Herron outlined a two-part strategy: first, urgently upgrading infrastructure in existing townships suffering from sewage overflows, burst water pipes, and inadequate stormwater drainage; second, utilizing publicly owned land and buildings in well-located areas to expand affordable housing supply, enabling young families and workers to live closer to employment opportunities.

Addressing concerns about property values, Herron dismissed the notion that dignified affordable housing negatively impacts surrounding real estate. “There is no evidence anywhere in the world where dignified affordable housing has affected property values,” he said, adding that such developments can improve neighborhoods by activating derelict public land often linked to antisocial behavior. He noted that rent-controlled public housing models were successfully implemented in well-located areas during apartheid—though exclusively for white South Africans—and that the financial framework remains viable today.

A central pillar of the GOOD Party proposal involves halting the sale of public land. Herron argued that land is finite and held by the city on behalf of residents, making its disposal for private development incompatible with public need. Beyond housing, he noted that retained public land could address shortages in clinics, parks, and community amenities, or support economic growth by providing space for small businesses currently operating informally from residential properties.

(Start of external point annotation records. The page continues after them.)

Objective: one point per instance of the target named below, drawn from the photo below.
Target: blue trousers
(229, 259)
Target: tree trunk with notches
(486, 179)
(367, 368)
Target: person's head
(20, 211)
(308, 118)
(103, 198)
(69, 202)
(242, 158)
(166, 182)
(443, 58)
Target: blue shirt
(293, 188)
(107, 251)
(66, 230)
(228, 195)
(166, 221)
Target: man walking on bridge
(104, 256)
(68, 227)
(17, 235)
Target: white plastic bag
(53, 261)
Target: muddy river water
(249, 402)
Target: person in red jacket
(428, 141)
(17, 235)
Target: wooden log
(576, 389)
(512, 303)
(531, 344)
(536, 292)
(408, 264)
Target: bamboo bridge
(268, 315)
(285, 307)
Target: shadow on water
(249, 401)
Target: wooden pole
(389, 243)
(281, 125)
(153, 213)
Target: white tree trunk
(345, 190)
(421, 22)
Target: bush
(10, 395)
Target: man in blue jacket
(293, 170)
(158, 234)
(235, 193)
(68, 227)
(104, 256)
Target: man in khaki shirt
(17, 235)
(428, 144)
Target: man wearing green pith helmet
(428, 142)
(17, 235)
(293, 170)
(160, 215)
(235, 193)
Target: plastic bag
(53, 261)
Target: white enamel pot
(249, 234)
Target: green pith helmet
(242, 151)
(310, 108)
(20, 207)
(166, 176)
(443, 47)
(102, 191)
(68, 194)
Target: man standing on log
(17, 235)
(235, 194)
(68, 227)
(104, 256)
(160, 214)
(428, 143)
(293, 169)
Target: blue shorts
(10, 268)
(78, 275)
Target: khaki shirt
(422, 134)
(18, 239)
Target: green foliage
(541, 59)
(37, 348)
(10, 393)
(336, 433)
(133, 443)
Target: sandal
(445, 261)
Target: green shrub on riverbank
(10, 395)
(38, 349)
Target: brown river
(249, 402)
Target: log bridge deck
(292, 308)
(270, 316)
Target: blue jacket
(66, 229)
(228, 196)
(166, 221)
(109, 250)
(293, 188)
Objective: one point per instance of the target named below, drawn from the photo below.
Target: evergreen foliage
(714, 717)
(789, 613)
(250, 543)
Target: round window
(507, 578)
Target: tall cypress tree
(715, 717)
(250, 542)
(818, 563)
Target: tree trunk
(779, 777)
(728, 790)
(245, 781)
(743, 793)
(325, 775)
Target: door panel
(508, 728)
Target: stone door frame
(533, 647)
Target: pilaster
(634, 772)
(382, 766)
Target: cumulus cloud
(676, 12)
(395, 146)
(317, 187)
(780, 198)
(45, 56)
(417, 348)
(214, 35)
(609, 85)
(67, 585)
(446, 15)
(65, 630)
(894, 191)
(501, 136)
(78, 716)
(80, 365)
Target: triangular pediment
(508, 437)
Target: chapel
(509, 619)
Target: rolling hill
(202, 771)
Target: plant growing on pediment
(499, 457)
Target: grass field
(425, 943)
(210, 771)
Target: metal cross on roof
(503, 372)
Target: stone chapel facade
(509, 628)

On funding, Herron proposed treating public housing as long-term infrastructure. He suggested the city issue long-term bonds to finance construction, with rent-controlled tenants paying affordable rates that include a maintenance component to service the debt. “The model exists,” Herron said. “We can do it if we’ve got the political will.”

Prioritization would begin in areas with the most severe infrastructure collapse. Herron referenced a study commissioned during former mayor Patricia de Lille’s tenure that identified communities most affected by poverty and underinvestment, urging officials to update and implement that work progressively.

Looking ahead to possible coalition governance following local elections, Herron acknowledged negotiations would be necessary but stressed that any partners must align on core priorities: resolving the housing and affordability crises, improving safety, and ensuring community input in decision-making. “Where people live matters,” he said, emphasizing that government cannot function through remote meetings disconnected from the realities faced by residents.